De Japón a China, pasando por Canada

Si ayer, acompañado por Bill Murray y Scarlett Johansson, me perdía por Tokio, esta noche, gracias a una invitación inesperada de última hora, me he vuelto a encontrar en Oriente, esta vez en China, gracias al
Gran Circo Nacional Chino y su espectáculo
ZENsation.
Creo que no iba al circo desde hace unos 20 ó 25 años y, en apenas tres meses, he disfrutado de los espectáculos
Saltimbanco del
Circo del Sol (ver
post de
17 de diciembre de 2.003) y el citado
ZENsation, habiendo salido de ambos con un grado de admiración y sorpresa difícilmente expresable.
Si ya había contado maravillas de la actuación de los canadienses, que en ese momento tal vez me parecía insuperable, en el caso de los chinos sólo puedo decir que, como mínimo, está igual de bien (y, posiblemente, bastante mejor).
El circo del Sol apuesta mucho más por el efecto, la espectacularidad inmediata, con una gran juego de sonido y luces acompañando a los números;
El Gran Circo Nacional Chino, sin renunciar al espectáculo, se centra mucho más en los propios números, que son de una calidad, dificultad y belleza excelsa, y mucho más numerosos.
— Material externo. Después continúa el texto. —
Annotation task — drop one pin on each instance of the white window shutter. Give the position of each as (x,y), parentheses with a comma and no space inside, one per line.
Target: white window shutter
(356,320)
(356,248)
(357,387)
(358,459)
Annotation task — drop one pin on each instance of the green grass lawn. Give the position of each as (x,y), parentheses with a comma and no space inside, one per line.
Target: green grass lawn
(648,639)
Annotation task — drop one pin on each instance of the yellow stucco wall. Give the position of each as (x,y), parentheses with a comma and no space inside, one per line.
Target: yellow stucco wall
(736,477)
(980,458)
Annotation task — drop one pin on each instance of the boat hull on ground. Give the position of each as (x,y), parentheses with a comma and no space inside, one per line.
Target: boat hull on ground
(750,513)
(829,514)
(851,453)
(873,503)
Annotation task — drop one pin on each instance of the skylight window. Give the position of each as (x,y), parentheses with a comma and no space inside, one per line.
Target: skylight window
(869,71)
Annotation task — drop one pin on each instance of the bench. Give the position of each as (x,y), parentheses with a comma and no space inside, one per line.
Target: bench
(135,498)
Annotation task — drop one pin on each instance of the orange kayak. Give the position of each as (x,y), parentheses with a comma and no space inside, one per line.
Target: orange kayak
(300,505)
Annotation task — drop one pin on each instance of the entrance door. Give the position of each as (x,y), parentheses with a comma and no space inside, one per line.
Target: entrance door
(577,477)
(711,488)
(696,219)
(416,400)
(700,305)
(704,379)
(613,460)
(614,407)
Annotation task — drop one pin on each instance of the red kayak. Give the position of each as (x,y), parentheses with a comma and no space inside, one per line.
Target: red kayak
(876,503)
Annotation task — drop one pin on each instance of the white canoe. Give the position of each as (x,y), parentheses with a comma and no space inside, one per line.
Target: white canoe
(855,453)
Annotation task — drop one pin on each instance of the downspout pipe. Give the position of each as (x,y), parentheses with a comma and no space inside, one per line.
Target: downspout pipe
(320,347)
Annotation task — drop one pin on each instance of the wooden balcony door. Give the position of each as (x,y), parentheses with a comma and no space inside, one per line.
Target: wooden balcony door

Uno de los datos curiosos es como hasta en unos espectáculos como estos, se transmite de forma clara la cultura y organización social. Si en
El circo del Sol estaba claramente delimitado el papel de cada uno de los artistas, jerarquizado, entre estrellas y secundarios, en el caso chino todos los artistas tienen la misma importancia, siendo los mismos un número tras otro: la importancia está en el grupo y nadie destaca sobre nadie.
Para terminar unas frases sacadas del
web del espectáculo:
Los numerosos artistas del Gran Circo Nacional Chino, junto con el equipo creativo de esta producción, han trabajado durante años en este programa consiguiendo un buen equilibrio entre acción y poesía. A pesar del innovador carácter de esta producción, sigue siendo el auténtico arte del circo Chino el que pervive.
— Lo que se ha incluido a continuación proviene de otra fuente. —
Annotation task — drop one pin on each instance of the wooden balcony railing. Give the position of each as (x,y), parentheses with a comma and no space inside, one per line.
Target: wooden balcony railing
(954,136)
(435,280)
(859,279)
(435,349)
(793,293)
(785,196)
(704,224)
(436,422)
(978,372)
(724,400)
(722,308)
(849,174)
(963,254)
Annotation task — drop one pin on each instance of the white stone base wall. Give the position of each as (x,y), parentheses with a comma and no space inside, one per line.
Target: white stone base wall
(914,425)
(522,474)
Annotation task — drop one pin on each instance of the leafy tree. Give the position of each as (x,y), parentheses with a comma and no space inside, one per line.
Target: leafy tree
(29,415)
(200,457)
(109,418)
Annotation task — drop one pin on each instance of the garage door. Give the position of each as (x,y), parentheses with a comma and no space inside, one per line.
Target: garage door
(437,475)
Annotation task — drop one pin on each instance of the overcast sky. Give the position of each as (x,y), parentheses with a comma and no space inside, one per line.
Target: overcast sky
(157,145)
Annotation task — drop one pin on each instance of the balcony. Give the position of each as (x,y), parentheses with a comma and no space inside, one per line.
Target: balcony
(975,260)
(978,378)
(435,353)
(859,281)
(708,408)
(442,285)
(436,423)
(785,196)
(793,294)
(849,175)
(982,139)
[...] El título ZENsation está tomado de la filosofía Zen, la fuerza espiritual detrás de las actuaciones, en las que los artistas se superan a sí mismos una y otra vez.
[...] El público queda emocionado por la belleza de este número que llega hasta el mismo corazón. Pero detrás de esta belleza se esconde la fuerza espiritual de la filosofía Zen, que ha llevado a los artistas a una altura inigualable fundiendo fantasía y realidad. Junto a las imágenes poéticas, el Gran Circo Nacional Chino ofrece también la tensión y la emoción del circo tradicional.